Happy Birthday Easton. I am praying that the three things you've set out to be in life come to be, but wherever life takes you, I'm excited to be part of it because our world will be all the better for having you. It already is. So glad you're ours.



Thursday, October 2, 2014

This Boy's Mother


Of all the titles and things I've been called in my life, the most precious is to be this boy's mother. 16 years ago, our long awaited first child made his way into the world in a manner we've become very used to. Casual, cool, not without coaxing...and well worth the wait. 
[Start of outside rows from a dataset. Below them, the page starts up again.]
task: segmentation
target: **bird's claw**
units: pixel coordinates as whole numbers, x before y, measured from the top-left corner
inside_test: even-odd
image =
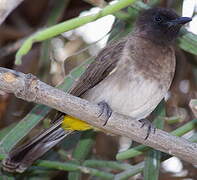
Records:
[[[155,134],[156,128],[154,125],[147,119],[140,119],[139,122],[142,124],[140,128],[143,128],[145,125],[148,127],[145,140],[149,137],[151,131],[153,130],[153,133]]]
[[[103,124],[103,126],[105,126],[107,124],[108,119],[110,118],[110,116],[112,114],[112,109],[105,101],[99,102],[98,106],[100,106],[100,108],[101,108],[101,113],[98,117],[101,117],[102,115],[104,115],[106,117],[106,120]]]

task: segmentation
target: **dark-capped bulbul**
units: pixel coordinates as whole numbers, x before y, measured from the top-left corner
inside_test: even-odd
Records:
[[[101,50],[70,93],[98,103],[109,116],[113,110],[145,123],[144,119],[164,98],[171,85],[175,71],[172,44],[181,26],[189,21],[191,18],[179,17],[171,9],[143,11],[137,18],[134,31]],[[63,128],[64,116],[62,114],[57,123],[29,143],[13,149],[3,161],[3,168],[23,172],[71,134],[72,131]]]

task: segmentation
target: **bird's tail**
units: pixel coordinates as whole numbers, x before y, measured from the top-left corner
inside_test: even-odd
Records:
[[[74,132],[65,131],[61,123],[62,121],[58,121],[28,143],[11,151],[3,160],[3,169],[9,172],[24,172],[35,160]]]

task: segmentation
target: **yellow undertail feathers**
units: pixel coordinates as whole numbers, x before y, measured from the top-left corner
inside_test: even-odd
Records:
[[[77,119],[68,115],[64,116],[62,128],[65,130],[76,130],[76,131],[85,131],[89,129],[95,129],[90,124],[87,124],[86,122],[80,119]]]

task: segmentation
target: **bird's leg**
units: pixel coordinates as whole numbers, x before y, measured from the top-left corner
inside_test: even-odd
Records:
[[[152,130],[153,130],[153,133],[155,133],[156,128],[154,127],[154,125],[148,119],[140,119],[138,121],[140,123],[142,123],[141,128],[143,128],[145,125],[148,127],[145,140],[149,137],[149,135],[150,135],[150,133],[151,133]]]
[[[112,114],[112,109],[105,101],[99,102],[98,106],[100,106],[100,108],[101,108],[101,114],[99,115],[99,117],[101,117],[102,115],[104,115],[106,117],[106,120],[103,124],[103,126],[105,126],[107,124],[108,119],[110,118],[110,116]]]

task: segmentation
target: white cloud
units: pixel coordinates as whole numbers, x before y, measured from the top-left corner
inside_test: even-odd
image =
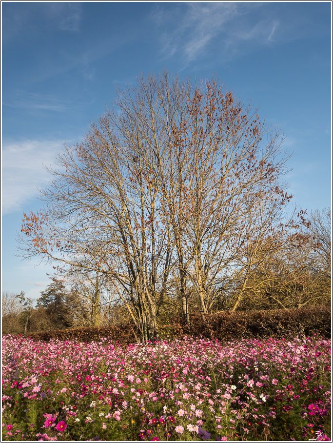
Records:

In that hospital room, in the middle of the night, after a day with Jason and others, acquainting ourselves with his toes and his nose, his earlobes and elbows...I found myself alone with a small squishy faced boy who stared at me unblinkingly as if he were trying to acquaint himself equally with me from the outside.  I laid him on the bed, wrapped in a flannel sheet, and we stared at each other for a long time in the dim light from the hallway. I told him all the things I hoped for him...most of all that he would be happy and make others happy as well. That he would be filled with mercy and strength to be a leader in our world. And that he would know how very deeply he was loved and how much he was wanted by his dad and I. 

16 years later, I think back this morning on that little heart to heart with a little bundle that fit in one arm and who now towers above me at 6'2" and with those same eyes that can make me do nearly anything he wishes. This morning, I sent him off to high school, learning french, playing football, making friends on the same kind of windy, blustery fall day that welcomed him to this world. And I realize, all the things I asked of him in those middle of the night hours have come to be. He is compassionate and happy. He's a leader and equally comfortable in the goal net or in the streets of Mulenga, completely mobbed by the children whose names he remembers and who he plays tirelessly with. He wears many hats - he's a student and an employee, a volunteer and an advocate. He's a goofball friend and a sincere learner. He's a leader even when he's not mindful of it. He's the nut bar cousin of 7 amazing kids and he's a grandson and a nephew...but most of all, he's my son. And I'm so thankful.